Pourtant, je n'ai rien contre la fantaisie, j'aime au contraire être transportée par la pensée de certains écrivains délirants, qui parviennent à créer des ensembles merveilleux et poétiques et dont l'imagination débordante me laisse rêveuse. La seule règle pour que ce genre d'univers fonctionnent à mon niveau, c'est la cohérence. Et justement, j'ai trouvé que l'"Écume des jours" en était dépourvue.
Du coup, je ne suis à aucun moment parvenue à m'imprégner du récit, gardant toujours à l'esprit un certain recul critique, et essayant de comprendre les codes de ce monde qui m'échappait. Les personnages eux-mêmes me sont alors apparus obscurs et incompréhensibles, et par conséquent, je n'ai pas réussi à m'y attacher.
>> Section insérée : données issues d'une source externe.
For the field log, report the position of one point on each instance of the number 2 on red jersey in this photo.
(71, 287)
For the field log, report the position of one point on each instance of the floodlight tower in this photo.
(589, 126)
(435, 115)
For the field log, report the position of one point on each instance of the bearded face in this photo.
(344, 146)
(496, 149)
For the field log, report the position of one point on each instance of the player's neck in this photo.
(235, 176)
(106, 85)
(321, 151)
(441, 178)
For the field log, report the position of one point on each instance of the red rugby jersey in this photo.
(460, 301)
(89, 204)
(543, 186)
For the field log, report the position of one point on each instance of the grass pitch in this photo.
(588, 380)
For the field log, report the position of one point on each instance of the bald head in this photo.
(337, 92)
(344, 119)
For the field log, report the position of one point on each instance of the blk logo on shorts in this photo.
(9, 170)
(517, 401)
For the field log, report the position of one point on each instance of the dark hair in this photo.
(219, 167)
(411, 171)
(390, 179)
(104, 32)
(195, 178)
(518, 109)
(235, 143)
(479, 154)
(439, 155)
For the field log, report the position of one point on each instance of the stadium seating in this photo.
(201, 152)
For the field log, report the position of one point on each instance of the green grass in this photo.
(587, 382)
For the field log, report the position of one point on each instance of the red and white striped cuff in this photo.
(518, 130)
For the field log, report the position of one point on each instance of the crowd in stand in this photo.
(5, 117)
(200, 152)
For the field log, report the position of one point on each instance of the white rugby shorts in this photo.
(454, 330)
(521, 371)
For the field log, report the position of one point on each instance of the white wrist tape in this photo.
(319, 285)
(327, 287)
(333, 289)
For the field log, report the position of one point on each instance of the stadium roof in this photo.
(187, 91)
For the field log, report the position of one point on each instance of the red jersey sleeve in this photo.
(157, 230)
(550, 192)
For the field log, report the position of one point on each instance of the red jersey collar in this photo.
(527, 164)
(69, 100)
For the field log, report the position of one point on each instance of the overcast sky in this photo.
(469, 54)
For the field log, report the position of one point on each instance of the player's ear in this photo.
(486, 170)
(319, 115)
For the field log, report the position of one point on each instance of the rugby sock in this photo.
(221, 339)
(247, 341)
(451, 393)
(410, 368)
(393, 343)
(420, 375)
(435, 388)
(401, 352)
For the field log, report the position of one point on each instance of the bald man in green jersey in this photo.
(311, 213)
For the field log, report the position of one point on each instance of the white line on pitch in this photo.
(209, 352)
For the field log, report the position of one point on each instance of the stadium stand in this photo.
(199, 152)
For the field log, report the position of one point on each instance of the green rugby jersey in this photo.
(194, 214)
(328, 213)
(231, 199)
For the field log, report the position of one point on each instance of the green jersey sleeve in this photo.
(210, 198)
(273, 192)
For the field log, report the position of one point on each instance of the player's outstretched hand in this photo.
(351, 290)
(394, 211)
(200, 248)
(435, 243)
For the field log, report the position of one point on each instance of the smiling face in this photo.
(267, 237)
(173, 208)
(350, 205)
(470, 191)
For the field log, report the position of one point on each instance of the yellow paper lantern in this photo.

Vous me direz, commencer un livre où l'ambiance vous rebute et où les personnages eux-mêmes ne parviennent pas à inspirer une certaine sympathie, ça se profile mal.
Mais pas découragée pour autant, j'ai tenu à poursuivre ma lecture, surtout, je dois l'admettre, de par la réputation du bouquin et ce sentiment que j'avais d'avoir du louper quelque chose.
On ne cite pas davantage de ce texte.